Fuzzy string search

jphackworth · on Nov 29, 2011

Another area where fuzzy string search is really useful is computational biology. You often have a particular DNA or RNA sequence and you want to figure out what it is. However, the version on file can be different by a few mutations. For this sort of search where the database can be quite large, there are specialized algorithms like BLAST that index by n-grams.

Just thought I'd mention it because if you find it interesting, computational biology is a real growth area right now - the cost of sequencing genomes has been dropping faster than Moore's law, and it's quite possible that within our lifetimes we will be using this sort of technology to genetically engineer people.

dhruvbird · on Nov 29, 2011

Yes, its useful for alignment. However, I've noticed that such alignment techniques are quite slow (since many of them resort to brute force on O(n^2) on sufficiently large strings - a few thousand maybe).

I've found that a better way to approach this problem is to use suffix arrays to generate the best overlaps (ranges) from the reference and then perform a "range compression" (not of the audible kind) to coalesce adjacent ranges that differ by very little and insert/delete the offending characters.

I'm using a similar technique for genome compression against a reference and am able to get a 700x compression on 2 Korean genomes and 130x compression on hg18(build 36.1) and another build/assembly(number 36.3) of the human reference genome.

timtadh · on Nov 29, 2011

I have been working on a Ternary Search Trie implementation for Python on and off for a while. This is definitely a good read for some other methods for fuzzy string search. The benefits of the TST (versus other Trie formulations) is summarized on my blog.[1] I think I will do a follow up post covering their characteristics in comparison to the methods Nikita covered in this post.

The author mentions at the end that he didn't consider Tries. However, I think they are valuable data structure.

[1] http://blog.hackthology.com/ternary-search-tries-for-fast-fl...

rkalla · on Nov 29, 2011

REF: http://code.google.com/p/fuzzy-search-tools/

For those that don't make it all the way through the article, the author has implemented all the algorithms in Java and is available at his project page (above).

leeoniya · on Nov 29, 2011

i've used Damerau–Levenshtein + Jaro-Winkler for database record matching/customer dedupe. these things work magic. found 2x as many matches vs exact comparison.

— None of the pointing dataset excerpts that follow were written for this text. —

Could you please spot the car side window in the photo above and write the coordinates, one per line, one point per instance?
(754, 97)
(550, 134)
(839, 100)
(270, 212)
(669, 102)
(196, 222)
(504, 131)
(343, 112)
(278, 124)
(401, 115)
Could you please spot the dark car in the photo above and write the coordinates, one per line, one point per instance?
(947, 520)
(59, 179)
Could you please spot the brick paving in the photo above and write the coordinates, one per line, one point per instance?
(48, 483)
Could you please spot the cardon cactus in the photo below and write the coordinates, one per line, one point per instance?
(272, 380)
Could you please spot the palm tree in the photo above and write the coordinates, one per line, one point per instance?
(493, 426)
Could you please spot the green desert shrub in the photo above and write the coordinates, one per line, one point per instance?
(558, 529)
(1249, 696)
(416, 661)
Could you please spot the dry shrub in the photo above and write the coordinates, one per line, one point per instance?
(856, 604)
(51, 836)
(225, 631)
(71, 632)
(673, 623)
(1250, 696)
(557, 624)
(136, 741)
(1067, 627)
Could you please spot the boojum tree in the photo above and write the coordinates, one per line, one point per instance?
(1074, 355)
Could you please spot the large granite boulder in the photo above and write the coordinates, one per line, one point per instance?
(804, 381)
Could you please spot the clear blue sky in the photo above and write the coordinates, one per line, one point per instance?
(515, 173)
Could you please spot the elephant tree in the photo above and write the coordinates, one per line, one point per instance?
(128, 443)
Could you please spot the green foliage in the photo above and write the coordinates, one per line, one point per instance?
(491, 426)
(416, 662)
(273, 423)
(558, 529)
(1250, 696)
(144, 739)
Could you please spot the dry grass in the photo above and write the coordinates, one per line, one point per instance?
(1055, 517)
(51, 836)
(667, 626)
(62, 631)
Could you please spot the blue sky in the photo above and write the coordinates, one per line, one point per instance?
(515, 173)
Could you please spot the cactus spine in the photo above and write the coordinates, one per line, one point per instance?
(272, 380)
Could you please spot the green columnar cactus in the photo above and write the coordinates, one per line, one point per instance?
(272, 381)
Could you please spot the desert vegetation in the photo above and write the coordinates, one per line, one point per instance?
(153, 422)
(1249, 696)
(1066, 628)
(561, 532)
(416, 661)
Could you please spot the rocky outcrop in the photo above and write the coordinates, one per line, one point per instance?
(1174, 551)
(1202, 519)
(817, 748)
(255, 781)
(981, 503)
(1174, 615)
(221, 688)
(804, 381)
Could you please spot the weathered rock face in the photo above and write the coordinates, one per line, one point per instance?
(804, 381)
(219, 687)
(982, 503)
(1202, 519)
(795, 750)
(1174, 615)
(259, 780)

devs1010 · on Nov 29, 2011

I'm currently using a Patricia trie in an open source project I'm working on, still pretty new to trees / tries but now that I have begun to use them I can see how widely used they are in a lot of modern software products

aquarin · on Nov 29, 2011

I have implemented TST (ternary search tree) in C to create fast dictionary (histogram) for counting words in Wikipedia. It is fast and memory efficient.

Cieplak · on Dec 1, 2011

Any intentions of open-sourcing it?

olihb · on Nov 29, 2011

We use aho-corasick to extract keywords from terabyte size corpus. Works really well but you have to build your matching tree before.